Grigorovich's choreography focuses on men, and the Bolshoi male dancers are superb. Several young corps de ballet members seem ready to break into solo or starring roles. There is no classical stylist as elegant as Vyacheslav Gordeyev, who, with his partner and then Wife Nadezhda Pavlova, burnished the memory of the 1979 visit. But Andris Liepa and Alexei Fadeyechev (both of whose fathers were famous Bolshoi dancers) are fine performers and superior partners, and Alexander Vetrov stole several shows with his marvelous, scenery-chewing character roles.
But there are troubling aspects to the 1987 Bolshoi, and they show when the company strays from its bread-and-circuses repertory. For one thing, the women are not nearly so satisfying as the men, and their level of dancing has deteriorated in recent years. The bewitching Semenyaka, 35, is exquisite as Giselle but elsewhere pushes her allegro technique almost frantically, so that she sometimes approaches self-parody. The second-tier ballerinas, too, were wound up clock-tight, dancing with silly speed in which detail gets lost and charm obliterated.
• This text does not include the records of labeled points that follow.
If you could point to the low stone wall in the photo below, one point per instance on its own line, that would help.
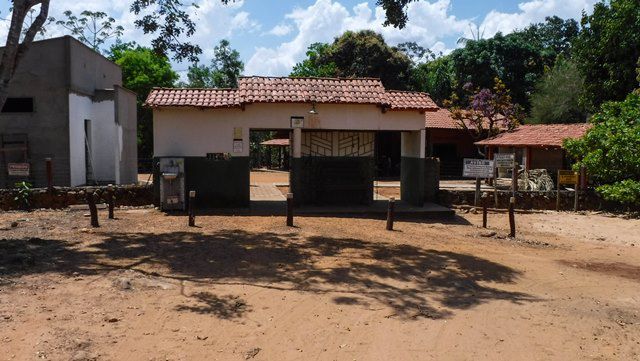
(62, 197)
(531, 200)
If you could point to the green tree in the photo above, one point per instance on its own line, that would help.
(434, 77)
(224, 71)
(142, 70)
(607, 50)
(556, 98)
(93, 28)
(313, 65)
(609, 151)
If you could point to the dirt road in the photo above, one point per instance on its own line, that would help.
(146, 287)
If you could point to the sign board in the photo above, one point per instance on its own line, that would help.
(567, 177)
(237, 133)
(504, 160)
(477, 168)
(297, 122)
(237, 146)
(18, 169)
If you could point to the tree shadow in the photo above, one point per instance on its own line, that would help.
(225, 307)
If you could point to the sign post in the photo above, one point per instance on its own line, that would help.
(478, 169)
(567, 177)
Classical ballets, which must be carried by women, have not been enhanced by Grigorovich. He has streamlined Raymonda, a Petipa fantasy that is long on courtly pomp and trickle-thin on plot. His new version de-emphasizes what story there is, cuts down on mime and presents the heroine not as a medieval princess but as just another glamorous ballerina. One of the small satisfactions of the old full-length ballets is the way they illustrate good manners and elevate them into grace. In the Kirov's Raymonda, for example, the heroine is delicately escorted by friends and courtiers. At the start of the famous dream sequence, she is seated in a handsome chair. In this version, the princess's friends do their solo turns and scarcely look at her. Worse, she falls asleep leaning against a pillar.
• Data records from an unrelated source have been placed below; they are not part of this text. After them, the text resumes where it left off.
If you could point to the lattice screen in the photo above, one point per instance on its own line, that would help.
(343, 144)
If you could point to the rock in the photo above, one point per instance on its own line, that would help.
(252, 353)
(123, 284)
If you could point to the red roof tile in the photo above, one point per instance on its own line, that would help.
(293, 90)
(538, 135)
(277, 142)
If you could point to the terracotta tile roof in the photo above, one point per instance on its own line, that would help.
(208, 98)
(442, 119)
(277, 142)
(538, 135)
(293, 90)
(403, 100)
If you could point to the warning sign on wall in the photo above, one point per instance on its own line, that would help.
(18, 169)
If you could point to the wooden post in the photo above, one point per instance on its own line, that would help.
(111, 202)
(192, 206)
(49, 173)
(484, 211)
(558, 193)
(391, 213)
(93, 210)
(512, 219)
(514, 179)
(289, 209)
It is ironic that while Grigorovich labors to cut back on mime and gesture, his countryman Mikhail Baryshnikov emphasizes them in his American Ballet Theater productions, particularly this year's stylish The Sleeping Beauty. Oddly, it seems as if the Soviet does not trust the tradition that is his natural legacy. (His new restaging of Giselle is better than Raymonda, but even here he has added a martial element.) Similarly, Grigorovich has let the ideal of the ballerina languish. Some of the women in important roles have little idea of how to present themselves. There are no equivalents to the Bolshoi's talented young males. Partly this may be bad luck; the Kirov right now seems to have the more promising young female dancers. There is no one at the Bolshoi who compares with Altynai Asylmuratova, the Kirov's astonishing young star, or for that matter the New York City Ballet's Darci Kistler or Kyra Nichols.
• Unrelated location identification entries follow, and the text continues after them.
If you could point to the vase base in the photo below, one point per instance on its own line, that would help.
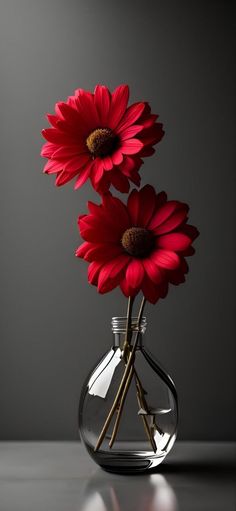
(126, 463)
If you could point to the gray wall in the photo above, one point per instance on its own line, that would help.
(177, 55)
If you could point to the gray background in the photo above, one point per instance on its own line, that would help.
(54, 326)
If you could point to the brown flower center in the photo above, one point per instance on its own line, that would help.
(101, 142)
(138, 241)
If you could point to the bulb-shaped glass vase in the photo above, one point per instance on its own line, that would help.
(146, 411)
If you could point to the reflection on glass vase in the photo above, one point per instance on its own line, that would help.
(128, 409)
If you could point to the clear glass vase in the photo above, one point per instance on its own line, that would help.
(148, 412)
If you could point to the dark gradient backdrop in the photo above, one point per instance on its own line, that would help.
(179, 56)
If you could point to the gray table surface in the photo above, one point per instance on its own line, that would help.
(60, 476)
Still, New York audiences took one new ballerina to their hearts, and they were right. Though not a technical whiz, Nina Ananiashvili, 24, has a lovely, sensuous line, strong feet and a crisp attack. She is also, ineffably, an old- fashioned girl whose spirit summons the perfumed kingdoms of ballet. The most important advantage she has happens to be young Liepa, 25, her frequent partner. Fair as she is dark, he is attentive, handsome and gallant. By keeping things simple and performing on a common impulse, the pair gave several performances that were more satisfying than their showier elders'. At least in the context of this tour, they seemed to reassert values that the Bolshoi would do well to remember.